Undergarments: Africa's only important export item
Accra, March 3, GNA - The 2003 United Nations Conference on Trade and Development (UNCTAD) Report has singled out the manufacturing of undergarments as the only important export item in Africa among manufacturers in world trade.
"Even then, its share in total African exports is only 1.7 per cent with Mauritius and Swaziland accounting for over 85 per cent of the total exports of this product."
The Report, which was jointly launched recently by the Third World Network (TWN) and the United Nations Development Programme (UNDP), painted a rather bleak picture for the continent, saying even though Africa had remained commodity-dependent, it has fallen behind other regions in the world in exports of non-fuel primary commodities. It noted that 17 of the 20 most important export items of Africa were primary commodities and resource-based manufacturers.
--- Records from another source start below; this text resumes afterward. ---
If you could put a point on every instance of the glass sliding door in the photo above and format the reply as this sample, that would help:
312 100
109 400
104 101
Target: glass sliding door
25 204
The Report said while the structure of developing country exports had changed significantly over the past two decades, Africa has hardly benefited from the boom of manufactured exports.
Africa's share in world merchandise, according to the Report, fell from 6.3 per cent in 1980 to 2.5 in 2,000 in value terms.
"Similarly, its share of total developing country merchandise exports fell to almost eight per cent in 2,000, while its share in manufacture remained at below one per cent," it said.
By comparison, Asia's share of global merchandise exports increased from 18 per cent in 1980 to 22 per cent in 2000, while its share of total developing country merchandise exports increased from almost 60 per cent to 72 per cent over the same period.
Asia's global manufactured goods trade increased threefold, reaching 21.5 per cent in 2000.
The Report noted that these trends indicated that most African countries had been losing market shares in commodity exports to other developing countries while at the same time most had been unable to diversify into manufactured exports.
It attributed Africa's difficulties to its inability to overcome structural constraints and modernise its agricultural sector, combined with the high cost of trading, as well as low investment in the agriculture sector leading to low agricultural productivity.
"As a result," the Report quoted, "Africa has lost its competitive edge in producing cocoa, tea and coffee vis-=E0-vis the new and more efficient producers in Asia and Latin America.
The Report attacked the use of subsidies in these markets and that of the US and EU, which is resulting in the loss of market shares for cotton and sugar and domestic support for less competitive producers.
While the Report welcomes the US African Growth and Opportunity Act (AGOA) and the EU's Everything But Arms (EBA) initiative, it argued that an analysis of the of the EBA in 2001 revealed little use of the scheme owing in part to the fact that the beneficiaries continued utilizing the Lome Protocols which arguably have less restrictive rules of origin.
On AGOA, it said the additional benefits represented a modest expansion over the preferential treatment that the Sub-Saharan Africa already enjoyed under the GSP, adding that had it not been for the restrictive rules of origin governing market access under AGOA, its medium-term benefits would have been five times greater.